薄氷を踏む勝利。侍ジャパンはベネズエラ戦の教訓を生かせるか?【プレミア12】

 

殊勲打を放った菊池(右)と稲葉監督


 薄氷を踏むような勝利だった。

 稲葉篤紀監督となって、初めての大きな世界大会(プレミア12)、「たくさん点を取ることはできない」と覚悟して臨んだ11月5日のベネズエラとのグループBオープニングラウンド初戦(台湾・桃園)は、指揮官の予想どおりの重苦しい展開となった。

 開幕戦の先発を託された山口俊は、毎回走者を背負う苦しい投球も、4回まで5安打を浴びながら粘りの投球で1失点。最速148キロの直球を軸に、強化合宿期間で修正したフォークも駆使して6つの三振を奪った。「3者凡退のイニングがなかったので、良いリズムは作ることができませんでしたが、最少失点でつなぐことができたのは良かったと思います」と話すように、「イニングや球数ではなく、打者一人ひとりと向かい合って行けるところまで」とマウンドに上がっており、1点を失った4回限りで2番手・山岡泰輔にバトンを託したが、独特の緊張感の中で十分に責任を果たしたと言える。

 ただし、打線はベネズエラの先発で、メジャー通算31勝、2013年にはワールド・シリーズ制覇も経験している32歳左腕・ドゥブロンの前に、4回1安打と沈黙。188センチの長身からインステップ気味に踏み込み、球速こそ140キロ前後も、動いて威力のある直球が厄介で、これにカットボール、チェンジアップ、スライダーなどをていねいに低めに集められ、詰まった凡打を繰り返した。

 そんなドゥブロンが68球、4回限りで降板したことは、日本にとっては幸運だった。直後の5回に2点を奪って逆転に成功。6回に3点を許して再びリードを許したものの、打線は6、7回も得点圏に走者を進め、再逆転への機運を高めた。

 そうして迎えた8回だ。エスコバルの2連続四球に続き、代わったビスカヤも制球が定まらず、一死後、さらに2連続四球で押し出しの1点を手にすると、続く一死満塁の好機に、菊池涼介がストライクを取りにきた初球を逃さず左前へ。「(相手)ピッチャーもいっぱい、いっぱいだったと思いますし、その中で初球から打っていこうと。積極的に行ったのが良かったと思います。しびれる展開でしたし、ベンチはピリッとしたムードで、『ヤバい』と思っていましたけど、1点ずつという思い。みんなが1つになってつないだ点だと思います」と、5回に続くこの日2本目の殊勲の同点打を振り返った。

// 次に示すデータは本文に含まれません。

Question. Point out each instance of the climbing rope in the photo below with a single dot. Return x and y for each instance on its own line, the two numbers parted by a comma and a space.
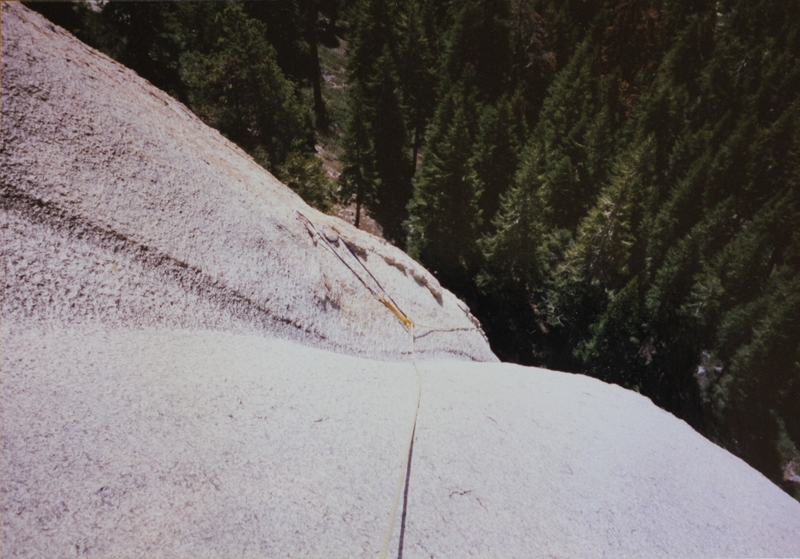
379, 293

 8回はさらに2つの押し出し四球、犠飛、適時内野安打など打者一巡、12人の攻撃で6点を奪うビックイニングに。相手投手の乱調に助けられた部分も大きいが、残り2回の攻撃で2点を追う重圧の中での逆転劇に、稲葉監督は「打ちたい、打たなければいけないというムードの中で、我慢してつないでくれた」と8回の7つの四球(1つは申告敬遠)を評価した。

 投手リレーも同様だが、未知の相手との連続となる国際大会では、菊池、そして指揮官が言う「つなぐ」意識の大切さをあらためて認識する初戦となった。なお、翌6日(今夜)に行われる第2戦のプエルトリコ戦は、187センチ左腕・ソトの先発が発表されている。メジャー経験は6試合のみも、13、17年のWBC(いずれも準優勝)でも代表入りした経験豊富な投手。日本はベネズエラ戦の教訓を生かすことができるか。